In sum, by employing a deferred section 1031 exchange transaction to dispose of the Maryland property, petitioner and MIL, viewed in the aggregate, “have, in effect, ‘cashed out’ of the investment”, H.R. Rept. No. 101-247, supra at 1340, 1989 U.S.C.C.A.N. at 2810, virtually tax free–in stark contrast to the substantial tax liability petitioner would have incurred as a result of a direct sale. As was the case with the transaction at issue in Teruya Bros., the transaction at issue here allowed petitioner and MIL “to cash out of a significant investment in real property under the guise of a nontaxable like-kind exchange”.  Teruya Bros., Ltd. & Subs. v. Commissioner, 580 F.3d at 1046; see also Ocmulgee Fields, Inc. v. Commissioner, 613 F.3d at 1365.



In the News This Week

Rev. Proc. 2016-57 – IRS Creates New Fast track Mediation Program for Appeal

The IRS is eliminating the mediation appeals process established under Rev. Proc. 2003-41 and is replacing it with a new process – SB/SE Fast Track Mediation Collection (FTMC) – specific to certain offer-in-compromise and trust fund recovery penalty disputes.
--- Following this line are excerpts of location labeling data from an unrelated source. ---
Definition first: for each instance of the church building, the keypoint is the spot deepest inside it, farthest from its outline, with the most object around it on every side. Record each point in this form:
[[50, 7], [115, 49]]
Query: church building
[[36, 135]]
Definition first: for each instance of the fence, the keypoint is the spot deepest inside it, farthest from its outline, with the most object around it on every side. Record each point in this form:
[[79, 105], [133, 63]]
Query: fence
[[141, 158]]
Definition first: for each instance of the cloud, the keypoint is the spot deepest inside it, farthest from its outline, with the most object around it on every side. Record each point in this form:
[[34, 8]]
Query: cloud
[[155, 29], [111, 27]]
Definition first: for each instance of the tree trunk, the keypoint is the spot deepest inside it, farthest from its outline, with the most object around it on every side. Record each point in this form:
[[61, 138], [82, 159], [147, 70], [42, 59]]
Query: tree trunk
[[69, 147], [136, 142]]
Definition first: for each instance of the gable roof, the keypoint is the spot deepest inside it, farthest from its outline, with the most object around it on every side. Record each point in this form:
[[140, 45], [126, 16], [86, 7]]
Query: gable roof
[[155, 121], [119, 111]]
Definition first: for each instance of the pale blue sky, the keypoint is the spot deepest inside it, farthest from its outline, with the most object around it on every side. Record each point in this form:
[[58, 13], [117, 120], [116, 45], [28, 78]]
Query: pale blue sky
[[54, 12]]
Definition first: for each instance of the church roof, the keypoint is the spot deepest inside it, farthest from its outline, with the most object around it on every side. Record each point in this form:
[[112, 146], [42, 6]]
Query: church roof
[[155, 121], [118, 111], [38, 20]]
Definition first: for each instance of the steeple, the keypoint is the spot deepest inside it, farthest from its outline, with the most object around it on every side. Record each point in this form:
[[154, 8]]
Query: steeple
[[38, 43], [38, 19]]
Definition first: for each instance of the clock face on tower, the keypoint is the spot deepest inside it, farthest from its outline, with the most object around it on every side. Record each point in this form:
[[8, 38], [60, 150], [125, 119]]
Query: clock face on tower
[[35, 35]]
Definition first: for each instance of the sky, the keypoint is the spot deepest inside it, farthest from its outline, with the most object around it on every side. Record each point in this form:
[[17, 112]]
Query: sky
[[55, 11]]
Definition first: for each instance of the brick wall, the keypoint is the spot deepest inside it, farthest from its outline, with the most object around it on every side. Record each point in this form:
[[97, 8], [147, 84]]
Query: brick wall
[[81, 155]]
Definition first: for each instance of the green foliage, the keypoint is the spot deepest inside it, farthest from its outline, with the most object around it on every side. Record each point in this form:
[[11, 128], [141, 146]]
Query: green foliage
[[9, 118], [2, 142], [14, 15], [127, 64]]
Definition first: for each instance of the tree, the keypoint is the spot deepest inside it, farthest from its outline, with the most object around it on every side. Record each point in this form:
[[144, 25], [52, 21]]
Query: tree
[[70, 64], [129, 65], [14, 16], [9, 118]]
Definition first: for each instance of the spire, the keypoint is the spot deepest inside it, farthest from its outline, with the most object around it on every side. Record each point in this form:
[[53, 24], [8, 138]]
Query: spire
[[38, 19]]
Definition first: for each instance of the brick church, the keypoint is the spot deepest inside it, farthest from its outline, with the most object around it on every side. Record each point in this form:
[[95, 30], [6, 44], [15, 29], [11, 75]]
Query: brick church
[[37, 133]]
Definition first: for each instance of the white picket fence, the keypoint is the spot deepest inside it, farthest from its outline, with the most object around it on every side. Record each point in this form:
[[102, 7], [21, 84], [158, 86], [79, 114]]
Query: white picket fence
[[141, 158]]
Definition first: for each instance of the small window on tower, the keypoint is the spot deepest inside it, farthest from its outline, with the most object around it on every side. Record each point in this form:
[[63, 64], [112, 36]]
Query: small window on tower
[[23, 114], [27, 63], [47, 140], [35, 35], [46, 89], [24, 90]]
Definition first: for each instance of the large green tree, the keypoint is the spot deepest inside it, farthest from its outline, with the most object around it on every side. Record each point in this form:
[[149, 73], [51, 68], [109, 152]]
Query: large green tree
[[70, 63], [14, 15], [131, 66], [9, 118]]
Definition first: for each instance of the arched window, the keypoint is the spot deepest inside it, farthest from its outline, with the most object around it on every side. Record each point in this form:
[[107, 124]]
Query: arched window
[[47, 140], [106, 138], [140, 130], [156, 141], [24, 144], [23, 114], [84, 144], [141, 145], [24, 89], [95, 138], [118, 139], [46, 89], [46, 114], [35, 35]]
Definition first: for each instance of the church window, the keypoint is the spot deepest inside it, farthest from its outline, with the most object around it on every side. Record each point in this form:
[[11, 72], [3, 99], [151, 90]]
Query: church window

The IRS has included examples of situations that may not be appropriate for the FTMC program.

The full text can be read here:  Rev. Proc. 2016-57


Notice 2016-70 – IRS Extends Due Dates for 2016 Reporting of Health Care Information §6055 and §6056.

The IRS has extended the due date for reporting certain health information for insurers, self-insured employers, and certain other providers of minimum essential coverage under section 6055 of the Internal Revenue Code (Code) and for applicable large employers under section 6056 of the Code.

Specifically, due dates for Form 1095-B, Health Coverage and Form 1095-C, Employer-Provided Health Insurance Offer and Coverage, originally due to be issued to employees by January 31, 2017, will be due by March 2, 2017.  There is no change in the due dates for submitting Forms 1094-B and 1095-B to the IRS.  Both are due by February 28th (March 31st if filing electronically).

The full text can be read here:  Notice 2016-70


Need to change your client’s IRS payment agreement?  Do it online.

You can change your client’s payment schedule (both for individuals and businesses) using the online process.  Per the IRS:

This process allows a qualified taxpayer or authorized representative (Power of Attorney) the opportunity to avoid long telephone wait times or the need to visit or write to an IRS office to apply for an installment agreement. Once you complete the online process, you will receive immediate notification of whether your agreement has been approved.

To qualify: You owe $50,000 or less in combined tax, penalties and interest, and filed all required returns. You may also qualify for a short term agreement if your balance is under $100,000.